Coronavirus and Schools: The “School Term” and the 60-day Timeline
CORONAVIRUS UPDATE
One of our district administrators presented this question: Given that the regulations allow for the 60-day evaluation timelines to stop over summer break, and that the governor said that the school year would not resume for 19-20, is it a reasonable interpretation that we are now in “summer break” as far as timelines for evaluations go?

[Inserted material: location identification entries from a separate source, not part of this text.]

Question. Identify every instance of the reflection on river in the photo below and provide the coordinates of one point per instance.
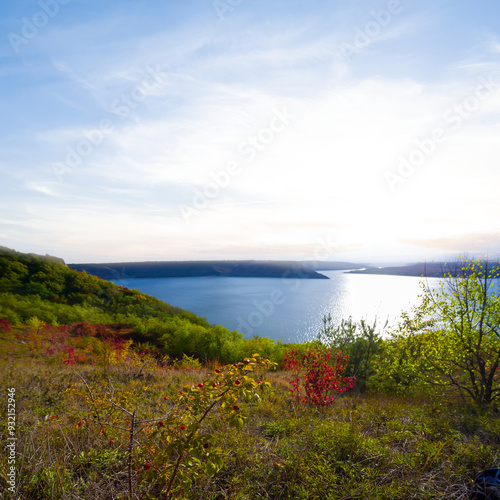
(291, 310)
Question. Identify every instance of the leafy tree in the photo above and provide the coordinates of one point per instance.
(454, 339)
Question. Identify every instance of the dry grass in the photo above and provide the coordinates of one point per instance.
(366, 446)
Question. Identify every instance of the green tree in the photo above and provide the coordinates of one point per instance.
(454, 341)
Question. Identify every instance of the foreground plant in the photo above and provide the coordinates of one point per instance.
(174, 447)
(453, 340)
(323, 376)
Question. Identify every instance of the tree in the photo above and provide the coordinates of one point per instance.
(455, 341)
(359, 341)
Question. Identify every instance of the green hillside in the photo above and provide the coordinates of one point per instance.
(43, 288)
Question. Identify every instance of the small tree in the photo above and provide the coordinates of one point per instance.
(456, 340)
(359, 341)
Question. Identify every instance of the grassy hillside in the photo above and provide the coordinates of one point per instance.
(112, 394)
(37, 288)
(364, 447)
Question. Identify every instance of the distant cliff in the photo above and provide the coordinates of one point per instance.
(241, 269)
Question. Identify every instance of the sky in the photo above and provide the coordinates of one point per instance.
(358, 130)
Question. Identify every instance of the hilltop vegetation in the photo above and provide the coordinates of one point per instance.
(118, 395)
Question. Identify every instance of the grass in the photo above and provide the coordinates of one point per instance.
(364, 447)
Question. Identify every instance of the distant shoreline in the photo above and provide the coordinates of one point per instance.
(188, 269)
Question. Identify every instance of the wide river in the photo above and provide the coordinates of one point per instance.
(291, 309)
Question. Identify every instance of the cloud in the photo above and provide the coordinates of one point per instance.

The sixty-calendar-day timeline established in the Pennsylvania State Board of Education regulations does exclude “calendar days from the day after the last day of the spring school term up to and including the day before the first day of the subsequent fall school term.” We have given this issue a lot of thought since March 13, and especially after the Pennsylvania General Assembly suspended the 180-day requirement for the 2019-2020 school term in Act 13. Did that action effectively end the 2019-2020 “school term,” as that phrase is used everywhere it appears in any Pennsylvania law or regulation? Or did it simply suspend the 180-day requirement without affecting the meaning of “school term” in any other of its myriad uses? While we think a credible argument exists that the school term ended on March 13 for purposes of the evaluation timeline established in Sections 14.123(b) and 14.124(b) of the PA State Board regulations, we ultimately do not believe that argument would prevail without more definitive guidance from the state board or the department.
Certainly USDE made clear that it was not suspending the IDEA’s 60-day evaluation timeline. In doing so, however, it pointed out that the IDEA affords states some flexibility in defining their own timelines. The Pennsylvania state board certainly took advantage of that flexibility in excluding the summer months from the 60-day timeline. The state board or the department could interpret its own regulation to mean that the “last day of the spring school term” occurred when the governor ordered schools closed on March 13 or when the general assembly suspended the 180-day requirement on March 27. Neither the state board nor PDE has done so, however, and we believe that for an LEA to do so without a clearer expression of intent from the general assembly would be very risky. The timelines flow from a civil rights law designed to protect a vulnerable population. Courts tend, therefore, to construe this and other such laws broadly and they regard legal arguments seeking to limit these law grudgingly.
We thus recommend that the timeline continue to run until the school term, as each school board defined it for 2019-2020, closes. We have offered guidance for the completion of evaluations and reevaluations during the school closure period. That guidance recognizes, of course, that these evaluations and reevaluations will not be able to include testing and assessments (other than, perhaps, the administration of rating scales) and that any resulting report will have to acknowledge the limitations on the ability of the team to make firm recommendations concerning eligibility, continued eligibility, present levels, and current program needs.